For the second question, an octave represents a series of filter response maps obtained by convolving the same input image with a filter of increasing size. Unlike the other algorithm, in SURF, we don't need to rescale the image to detect features of different sizes but we can use filters with different sizes. If we say 4 octaves and 2 octave layers, then it means:
- First, we filter the image with the size
9x9
and then 15x15
(this is the two-octave layers of the first octave) - Second, we filter the image with the size
15x15
and then 27x27
(this is the two octave layers of the second octave) - Third, we filter the image with the size
27x27
and then 51x51
(this is the two octave layers of the third octave) - Finally, we filter the image with the size
51x51
and then 99x99
(this is the two octave layers of the fourth octave)

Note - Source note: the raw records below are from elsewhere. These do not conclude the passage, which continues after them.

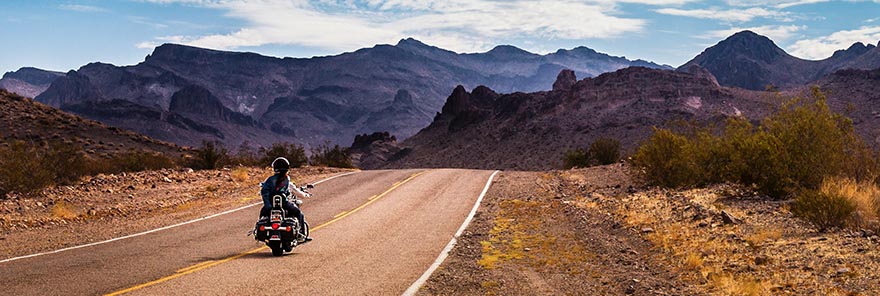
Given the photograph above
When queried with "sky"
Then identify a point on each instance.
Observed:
(64, 35)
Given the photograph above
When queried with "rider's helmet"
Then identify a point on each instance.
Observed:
(280, 165)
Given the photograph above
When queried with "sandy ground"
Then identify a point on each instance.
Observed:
(597, 232)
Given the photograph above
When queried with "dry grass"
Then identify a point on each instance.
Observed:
(759, 238)
(865, 195)
(517, 235)
(693, 261)
(240, 174)
(64, 210)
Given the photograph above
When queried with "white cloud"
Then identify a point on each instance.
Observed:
(797, 3)
(459, 25)
(823, 47)
(775, 33)
(82, 8)
(729, 15)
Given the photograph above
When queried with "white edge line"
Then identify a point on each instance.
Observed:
(445, 253)
(157, 229)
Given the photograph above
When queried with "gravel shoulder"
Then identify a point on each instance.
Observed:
(533, 235)
(597, 231)
(109, 206)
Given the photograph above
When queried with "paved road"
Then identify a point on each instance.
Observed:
(373, 236)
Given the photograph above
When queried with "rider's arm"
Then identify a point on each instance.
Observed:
(296, 192)
(266, 188)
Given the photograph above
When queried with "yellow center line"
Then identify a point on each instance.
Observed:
(208, 264)
(195, 266)
(340, 214)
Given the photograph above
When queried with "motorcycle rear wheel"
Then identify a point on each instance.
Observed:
(276, 248)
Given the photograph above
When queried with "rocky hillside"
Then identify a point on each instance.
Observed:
(27, 120)
(752, 61)
(28, 82)
(855, 93)
(531, 131)
(185, 94)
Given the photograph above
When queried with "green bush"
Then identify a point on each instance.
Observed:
(824, 210)
(794, 148)
(209, 156)
(667, 160)
(27, 167)
(575, 158)
(605, 151)
(22, 168)
(294, 153)
(337, 156)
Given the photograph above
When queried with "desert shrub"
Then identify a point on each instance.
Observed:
(337, 156)
(210, 155)
(794, 148)
(22, 168)
(824, 210)
(240, 174)
(604, 151)
(667, 160)
(294, 153)
(575, 158)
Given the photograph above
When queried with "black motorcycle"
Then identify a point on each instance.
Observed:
(278, 231)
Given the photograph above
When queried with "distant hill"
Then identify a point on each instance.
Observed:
(24, 119)
(531, 131)
(185, 94)
(28, 82)
(751, 61)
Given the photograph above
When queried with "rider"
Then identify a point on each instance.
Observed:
(279, 183)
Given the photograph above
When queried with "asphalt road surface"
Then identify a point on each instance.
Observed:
(375, 233)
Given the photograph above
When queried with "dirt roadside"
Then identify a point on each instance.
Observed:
(597, 232)
(66, 216)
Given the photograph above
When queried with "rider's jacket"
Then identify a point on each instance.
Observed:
(268, 188)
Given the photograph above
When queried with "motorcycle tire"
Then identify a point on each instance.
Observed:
(276, 248)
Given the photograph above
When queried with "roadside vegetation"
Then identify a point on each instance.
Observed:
(803, 151)
(602, 151)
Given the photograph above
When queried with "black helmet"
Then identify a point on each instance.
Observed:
(280, 165)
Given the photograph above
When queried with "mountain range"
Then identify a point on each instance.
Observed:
(751, 61)
(185, 94)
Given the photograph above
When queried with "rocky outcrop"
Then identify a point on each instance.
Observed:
(565, 80)
(531, 131)
(397, 88)
(28, 82)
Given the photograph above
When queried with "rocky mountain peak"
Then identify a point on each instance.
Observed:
(403, 98)
(508, 51)
(565, 80)
(856, 49)
(458, 101)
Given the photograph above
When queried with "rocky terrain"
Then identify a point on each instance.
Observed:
(531, 131)
(856, 94)
(598, 229)
(65, 216)
(185, 94)
(28, 82)
(27, 120)
(751, 61)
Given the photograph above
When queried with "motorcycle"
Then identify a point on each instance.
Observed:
(278, 231)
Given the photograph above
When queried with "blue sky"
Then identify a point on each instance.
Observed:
(64, 35)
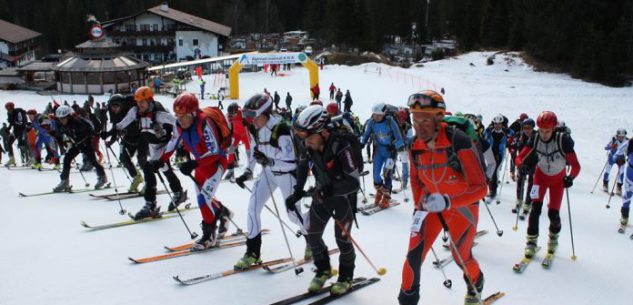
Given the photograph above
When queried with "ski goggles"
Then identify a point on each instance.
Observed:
(419, 102)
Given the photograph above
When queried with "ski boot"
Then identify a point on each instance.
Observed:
(552, 244)
(101, 182)
(474, 297)
(225, 217)
(149, 210)
(11, 162)
(177, 199)
(138, 179)
(63, 186)
(319, 280)
(530, 247)
(208, 239)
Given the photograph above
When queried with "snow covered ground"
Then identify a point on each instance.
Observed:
(46, 257)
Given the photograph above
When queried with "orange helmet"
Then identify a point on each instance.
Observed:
(143, 94)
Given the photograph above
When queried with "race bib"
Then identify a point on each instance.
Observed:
(418, 218)
(534, 192)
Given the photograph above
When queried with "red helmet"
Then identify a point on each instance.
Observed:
(547, 119)
(332, 108)
(186, 103)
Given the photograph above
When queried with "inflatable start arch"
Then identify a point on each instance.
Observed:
(270, 58)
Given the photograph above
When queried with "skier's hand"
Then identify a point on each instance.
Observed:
(292, 200)
(188, 167)
(247, 175)
(436, 202)
(568, 181)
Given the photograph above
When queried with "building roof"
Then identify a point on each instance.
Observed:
(182, 17)
(14, 33)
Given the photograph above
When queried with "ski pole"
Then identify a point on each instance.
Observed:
(599, 176)
(239, 230)
(298, 269)
(456, 252)
(447, 282)
(571, 230)
(298, 233)
(116, 188)
(612, 189)
(499, 232)
(193, 235)
(379, 271)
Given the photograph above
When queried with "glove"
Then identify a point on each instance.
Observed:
(188, 167)
(247, 175)
(436, 202)
(293, 199)
(155, 165)
(262, 159)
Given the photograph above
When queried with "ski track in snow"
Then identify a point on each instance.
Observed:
(48, 258)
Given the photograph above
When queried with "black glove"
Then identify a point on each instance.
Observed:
(188, 167)
(568, 181)
(155, 165)
(247, 175)
(262, 159)
(293, 199)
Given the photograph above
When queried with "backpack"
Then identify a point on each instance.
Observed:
(225, 132)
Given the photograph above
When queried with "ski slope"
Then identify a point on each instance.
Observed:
(46, 257)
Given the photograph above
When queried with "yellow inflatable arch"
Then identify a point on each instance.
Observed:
(270, 58)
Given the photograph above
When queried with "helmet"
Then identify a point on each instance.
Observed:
(257, 105)
(378, 109)
(425, 101)
(63, 111)
(547, 119)
(332, 108)
(233, 107)
(185, 103)
(528, 122)
(143, 93)
(116, 100)
(312, 119)
(498, 119)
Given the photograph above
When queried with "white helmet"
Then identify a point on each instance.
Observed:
(378, 109)
(63, 111)
(313, 119)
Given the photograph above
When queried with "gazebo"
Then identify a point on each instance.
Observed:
(98, 67)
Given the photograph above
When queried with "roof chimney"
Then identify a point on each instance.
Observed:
(164, 7)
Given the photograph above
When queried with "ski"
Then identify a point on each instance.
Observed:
(522, 265)
(355, 286)
(226, 238)
(376, 209)
(186, 252)
(494, 297)
(213, 276)
(299, 262)
(547, 261)
(307, 295)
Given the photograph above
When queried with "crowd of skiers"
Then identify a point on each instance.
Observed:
(452, 163)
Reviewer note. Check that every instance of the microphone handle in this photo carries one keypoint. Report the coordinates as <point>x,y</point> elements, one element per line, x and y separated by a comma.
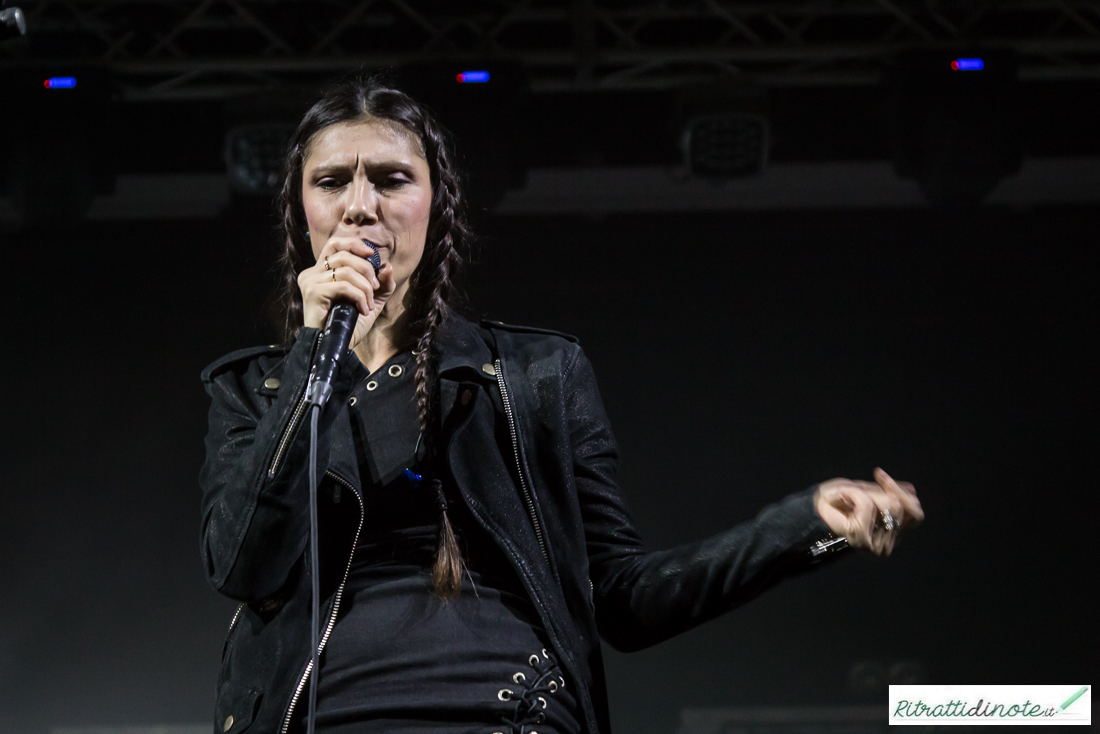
<point>336,340</point>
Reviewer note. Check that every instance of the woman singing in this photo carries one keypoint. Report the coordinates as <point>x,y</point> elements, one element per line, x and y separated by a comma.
<point>474,543</point>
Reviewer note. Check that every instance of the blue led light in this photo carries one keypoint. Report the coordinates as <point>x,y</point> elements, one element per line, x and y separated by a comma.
<point>968,64</point>
<point>472,77</point>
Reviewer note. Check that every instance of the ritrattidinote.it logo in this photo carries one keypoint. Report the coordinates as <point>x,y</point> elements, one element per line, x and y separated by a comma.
<point>991,704</point>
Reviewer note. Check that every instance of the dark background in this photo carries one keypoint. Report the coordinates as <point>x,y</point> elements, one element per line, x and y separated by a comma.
<point>741,354</point>
<point>741,357</point>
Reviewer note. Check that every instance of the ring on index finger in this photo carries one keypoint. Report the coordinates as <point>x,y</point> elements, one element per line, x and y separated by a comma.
<point>886,521</point>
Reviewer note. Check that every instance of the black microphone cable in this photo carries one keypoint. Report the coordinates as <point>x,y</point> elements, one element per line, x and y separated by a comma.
<point>334,343</point>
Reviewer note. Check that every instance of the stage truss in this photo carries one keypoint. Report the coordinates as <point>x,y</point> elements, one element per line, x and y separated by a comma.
<point>216,48</point>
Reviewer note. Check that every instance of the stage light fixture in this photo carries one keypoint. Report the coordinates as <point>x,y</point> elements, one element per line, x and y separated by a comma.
<point>724,129</point>
<point>956,134</point>
<point>59,145</point>
<point>59,83</point>
<point>726,145</point>
<point>254,155</point>
<point>12,23</point>
<point>472,77</point>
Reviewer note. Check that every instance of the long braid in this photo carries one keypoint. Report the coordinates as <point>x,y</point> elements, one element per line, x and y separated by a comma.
<point>447,570</point>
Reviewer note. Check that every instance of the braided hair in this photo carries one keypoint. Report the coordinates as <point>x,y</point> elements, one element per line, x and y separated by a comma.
<point>363,98</point>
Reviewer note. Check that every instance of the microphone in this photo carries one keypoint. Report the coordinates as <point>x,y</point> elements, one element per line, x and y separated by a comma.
<point>336,340</point>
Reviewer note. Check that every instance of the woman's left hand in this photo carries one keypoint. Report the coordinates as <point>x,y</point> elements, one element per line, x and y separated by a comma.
<point>869,514</point>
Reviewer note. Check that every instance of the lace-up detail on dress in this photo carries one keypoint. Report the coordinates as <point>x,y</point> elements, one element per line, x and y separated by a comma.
<point>531,689</point>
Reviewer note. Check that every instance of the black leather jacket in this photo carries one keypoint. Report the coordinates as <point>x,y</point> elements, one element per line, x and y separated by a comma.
<point>528,447</point>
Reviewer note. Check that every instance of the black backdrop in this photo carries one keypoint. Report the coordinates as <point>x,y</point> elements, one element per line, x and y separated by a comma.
<point>740,355</point>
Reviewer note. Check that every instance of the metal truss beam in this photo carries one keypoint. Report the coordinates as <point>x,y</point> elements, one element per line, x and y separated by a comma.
<point>207,48</point>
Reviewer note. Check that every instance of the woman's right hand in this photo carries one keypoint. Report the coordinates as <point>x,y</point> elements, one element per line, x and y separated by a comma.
<point>343,272</point>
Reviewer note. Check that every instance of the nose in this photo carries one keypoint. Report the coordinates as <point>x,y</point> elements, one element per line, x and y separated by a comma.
<point>363,201</point>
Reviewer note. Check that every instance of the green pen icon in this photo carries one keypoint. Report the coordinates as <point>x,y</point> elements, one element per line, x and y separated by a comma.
<point>1073,698</point>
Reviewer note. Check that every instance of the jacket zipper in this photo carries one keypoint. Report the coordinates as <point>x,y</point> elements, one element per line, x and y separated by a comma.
<point>336,607</point>
<point>519,469</point>
<point>299,411</point>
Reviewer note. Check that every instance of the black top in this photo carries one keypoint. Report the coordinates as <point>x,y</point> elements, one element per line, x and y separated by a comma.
<point>399,658</point>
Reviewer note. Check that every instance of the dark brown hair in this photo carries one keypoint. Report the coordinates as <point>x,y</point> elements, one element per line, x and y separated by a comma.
<point>432,291</point>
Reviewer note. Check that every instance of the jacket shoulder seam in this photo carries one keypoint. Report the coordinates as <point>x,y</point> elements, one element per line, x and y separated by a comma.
<point>226,363</point>
<point>488,324</point>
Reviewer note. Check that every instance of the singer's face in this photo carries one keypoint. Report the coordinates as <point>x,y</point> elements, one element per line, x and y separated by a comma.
<point>370,181</point>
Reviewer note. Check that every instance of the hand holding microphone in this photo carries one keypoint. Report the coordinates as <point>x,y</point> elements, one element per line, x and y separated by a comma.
<point>345,291</point>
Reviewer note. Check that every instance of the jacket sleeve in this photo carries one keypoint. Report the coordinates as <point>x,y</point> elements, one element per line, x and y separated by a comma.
<point>255,479</point>
<point>645,596</point>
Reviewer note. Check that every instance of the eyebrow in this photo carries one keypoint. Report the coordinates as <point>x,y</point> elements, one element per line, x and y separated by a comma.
<point>384,165</point>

You can see in every octave the filter size is increased logarithmic scale.
9 + (6*1) = 15
15 + (6*2) = 27
27 + (6*4) = 51
51 + (6*8) = 99
The value 6
is chosen because it promises that the filter has a center and the size is uneven.
Finally, it selects features from 2X4
response maps.
Increasing the octave number will give you the ability to detect both smaller and larger sized features in the image. Increasing the number of octave layers give you the ability to detect features in many different sizes between the range of the smallest to the largest. For an example, assume that in your image there is a cat, an elephant, a human and a pig. The following table shows how we detect features with different values for the parameters.
Octaves | Octave Layers | Who is detected
1 | 1 | cat
2 | 1 | cat, pig
1 | 2 | cat, pig
2 | 2 | cat, pig, human
3 | 1 | cat, pig, human
3 | 2 | cat, pig, human, Elephant
The bad effect is, more octaves increase the running time of the algorithm.
The number of bags should be determined based on an experiment. There is a publication that 200 of bags performed well. If you are doing a research, then you have to find the best number of bags by assessing the retrieval performance with varying the number of bags.
For the third question, it will be easy if you push all the features to a one Mat
object because you can directly use the OpenCV
function to cluster them. Otherwise, you have to manually cluster and find the cluster centers to count as the vocabulary.